U.S. President Donald Trump's agenda is transformative, while Joe Biden's is more restorative. But even Biden's attitude toward trade presents challenges for Canada.
If Trump wins
It's well-known that Trump loves tariffs and resents American trading partners for their own trade barriers.
Since becoming president, he has triggered tariff feuds that have slowed the growth of international trade; forced Canada and Mexico to renegotiate NAFTA; engaged in multiple feuds with China while also signing an agreement; and basically paralyzed the World Trade Organization's top dispute body.
The threat of aluminum tariffs continues to linger over Canada. The Trump administration could impose new penalties after the election.
Canadians are well aware of Trump's tweets and threats, but they may be less familiar with the architect of his trade policy. Robert Lighthizer is the trade representative who got into heated negotiating sessions with Canadian NAFTA negotiator Chrystia Freeland.
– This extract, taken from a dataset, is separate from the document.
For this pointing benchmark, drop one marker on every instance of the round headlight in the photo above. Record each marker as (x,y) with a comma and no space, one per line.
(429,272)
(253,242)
Lighthizer is notoriously media-averse, which makes his recent 5,000-word essay in Foreign Affairs magazine so interesting, as it lays out his longer-term objective.
He is threatening prolonged paralysis at the WTO while demanding several sweeping changes at the world body — namely, reduced tariffs in developing countries; limits on trade deals between countries that don't share a border; a crackdown on Chinese state-funded capitalism; and less powerful dispute mechanisms.
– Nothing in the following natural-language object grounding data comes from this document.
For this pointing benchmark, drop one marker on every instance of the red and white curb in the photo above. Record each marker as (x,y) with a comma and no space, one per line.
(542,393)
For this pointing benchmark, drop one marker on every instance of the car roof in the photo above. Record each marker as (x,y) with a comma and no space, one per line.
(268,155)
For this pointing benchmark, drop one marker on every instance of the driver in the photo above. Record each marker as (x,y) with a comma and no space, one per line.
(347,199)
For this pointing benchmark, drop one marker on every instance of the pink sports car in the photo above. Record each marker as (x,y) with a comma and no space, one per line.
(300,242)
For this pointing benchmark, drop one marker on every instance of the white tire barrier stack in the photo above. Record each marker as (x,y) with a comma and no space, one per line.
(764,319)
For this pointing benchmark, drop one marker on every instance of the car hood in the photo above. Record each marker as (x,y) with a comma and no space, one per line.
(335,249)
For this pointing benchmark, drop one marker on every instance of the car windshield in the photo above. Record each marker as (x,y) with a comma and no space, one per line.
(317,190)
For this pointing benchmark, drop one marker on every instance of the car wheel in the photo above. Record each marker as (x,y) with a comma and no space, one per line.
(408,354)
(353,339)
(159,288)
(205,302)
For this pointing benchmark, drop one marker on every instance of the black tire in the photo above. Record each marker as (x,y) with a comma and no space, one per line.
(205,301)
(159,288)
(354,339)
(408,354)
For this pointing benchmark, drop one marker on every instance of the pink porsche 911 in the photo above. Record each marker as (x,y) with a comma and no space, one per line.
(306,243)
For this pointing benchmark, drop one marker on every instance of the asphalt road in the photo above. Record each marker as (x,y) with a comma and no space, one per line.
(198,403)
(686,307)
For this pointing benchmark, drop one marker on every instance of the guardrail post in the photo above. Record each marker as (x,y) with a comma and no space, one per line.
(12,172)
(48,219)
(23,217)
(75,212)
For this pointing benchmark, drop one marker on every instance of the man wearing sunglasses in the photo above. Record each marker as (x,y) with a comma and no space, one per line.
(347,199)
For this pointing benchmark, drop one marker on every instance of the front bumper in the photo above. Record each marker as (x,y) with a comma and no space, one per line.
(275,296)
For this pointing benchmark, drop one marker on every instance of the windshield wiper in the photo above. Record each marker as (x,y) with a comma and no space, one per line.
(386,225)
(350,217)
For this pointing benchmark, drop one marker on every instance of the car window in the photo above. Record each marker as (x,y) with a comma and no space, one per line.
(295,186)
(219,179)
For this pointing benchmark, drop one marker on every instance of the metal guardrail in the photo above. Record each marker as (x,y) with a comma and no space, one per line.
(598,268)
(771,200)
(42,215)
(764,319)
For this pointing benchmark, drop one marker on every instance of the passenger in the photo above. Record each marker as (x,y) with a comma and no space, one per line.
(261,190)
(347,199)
For all the complaints about U.S. protectionism, American tariffs are among the lowest in the world, and Lighthizer wants a more even playing field.
Canada is directly affected by this WTO standoff. Canada recently won a case at the WTO over softwood lumber duties. Yet the process appears to be sabotaged.
That's because the U.S. is appealing the case to a panel that will perhaps never meet: the WTO appeals body. The reason it can't meet is that the Trump administration, unhappy with the WTO, started blocking the appointment of its judges. The Canadian government says it's "surprised" and "deeply concerned" about what the U.S. is doing to the global trading system.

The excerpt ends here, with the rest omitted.